Volvía a mirar por la misma ventana que había mirado cientos de veces, imaginándo esa idealización de mujer que tantos sueños había llenado y tantas líneas había inspirado. Volvía a mirarla con la tristeza de quien tiene un rayo de luz, que tiene algo precioso pero no tiene nada. Esas mariposas en el estómago que tantas veces habían renacido para recordarle que no era independiente, que no era inmune, que no era tantas cosas que pretendía. Se reconoció vulnerable, pero feliz de alguna manera.
Fueron subiendo las mariposas del estómago hasta convertirse en pompas de jabón que iban acariciando el pecho y la parte superior de la espalda, justo esos sitios que te oprimen cuando te abrazan. Justo esos sitios que te pueden hacer llorar sin derramar una lágrima. Las preguntas ya habían perdido su sentido, los “por qué”s se desvanecieron para dejar un vacío de armonía y escozor.
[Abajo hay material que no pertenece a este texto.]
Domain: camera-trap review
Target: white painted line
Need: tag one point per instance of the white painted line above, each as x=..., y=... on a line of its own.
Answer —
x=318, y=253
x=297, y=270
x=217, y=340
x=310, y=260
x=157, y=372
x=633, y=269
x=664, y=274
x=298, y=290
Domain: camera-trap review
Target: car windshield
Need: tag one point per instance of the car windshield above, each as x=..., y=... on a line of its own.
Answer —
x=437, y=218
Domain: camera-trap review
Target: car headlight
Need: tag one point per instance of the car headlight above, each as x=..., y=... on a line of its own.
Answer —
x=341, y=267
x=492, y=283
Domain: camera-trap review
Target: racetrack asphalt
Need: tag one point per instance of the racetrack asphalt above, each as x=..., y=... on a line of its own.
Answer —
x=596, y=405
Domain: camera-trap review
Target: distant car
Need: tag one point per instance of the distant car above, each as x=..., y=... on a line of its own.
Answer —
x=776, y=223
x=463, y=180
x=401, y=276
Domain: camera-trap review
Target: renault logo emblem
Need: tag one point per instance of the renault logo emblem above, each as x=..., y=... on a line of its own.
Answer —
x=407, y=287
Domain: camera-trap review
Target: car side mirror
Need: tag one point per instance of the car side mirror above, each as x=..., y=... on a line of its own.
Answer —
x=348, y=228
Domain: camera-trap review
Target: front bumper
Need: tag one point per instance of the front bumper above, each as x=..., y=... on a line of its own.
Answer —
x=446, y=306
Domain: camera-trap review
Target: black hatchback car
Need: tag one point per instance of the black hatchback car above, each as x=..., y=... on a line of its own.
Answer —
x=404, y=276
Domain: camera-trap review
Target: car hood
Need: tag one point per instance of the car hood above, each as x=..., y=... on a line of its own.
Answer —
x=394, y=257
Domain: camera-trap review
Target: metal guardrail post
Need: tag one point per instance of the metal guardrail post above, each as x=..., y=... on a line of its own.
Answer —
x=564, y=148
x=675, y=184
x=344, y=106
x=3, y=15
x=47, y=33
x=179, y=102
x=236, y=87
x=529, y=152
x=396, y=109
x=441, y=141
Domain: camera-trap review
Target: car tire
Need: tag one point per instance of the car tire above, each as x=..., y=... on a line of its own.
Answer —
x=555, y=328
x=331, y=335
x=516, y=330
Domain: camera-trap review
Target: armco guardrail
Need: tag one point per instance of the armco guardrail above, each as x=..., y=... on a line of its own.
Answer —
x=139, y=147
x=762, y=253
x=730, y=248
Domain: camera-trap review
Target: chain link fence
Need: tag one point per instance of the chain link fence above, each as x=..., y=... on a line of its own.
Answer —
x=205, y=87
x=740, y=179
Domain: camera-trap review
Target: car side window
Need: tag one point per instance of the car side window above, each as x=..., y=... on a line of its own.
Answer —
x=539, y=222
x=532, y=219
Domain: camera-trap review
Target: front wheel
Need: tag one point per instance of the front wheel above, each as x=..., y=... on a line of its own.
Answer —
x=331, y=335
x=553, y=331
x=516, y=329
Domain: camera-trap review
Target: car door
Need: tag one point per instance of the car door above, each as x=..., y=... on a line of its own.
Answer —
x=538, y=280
Solo había una pregunta, la pregunta que se debe hacer el gusano cuando se hace crisálida, “cuando creía que no había nada más ahora pasa esto ¿ habrá algo después?”. Es como intentar pensar en el infinito, no le cabía en la cabeza sentir algo más que lo que sentía, lo siguiente ya era dejar de sentir eso y volver a buscar ese sentimiento en otra parte. Pero no, había caído un muro y había dejado paso a un nuevo camino. La ventana se desdoblo en infinitas partes, y dejo entrever lo que él necesitaba leer:
“Deja de caminar cuando alcances el horizonte. Deja de llorar cuando las nubes lloren por ti. Deja de sufrir cuando mueras. Porque sólo el que camina, llora y sufre, puede disfrutar el cielo de besar lo caminado, llorado y sufrido.”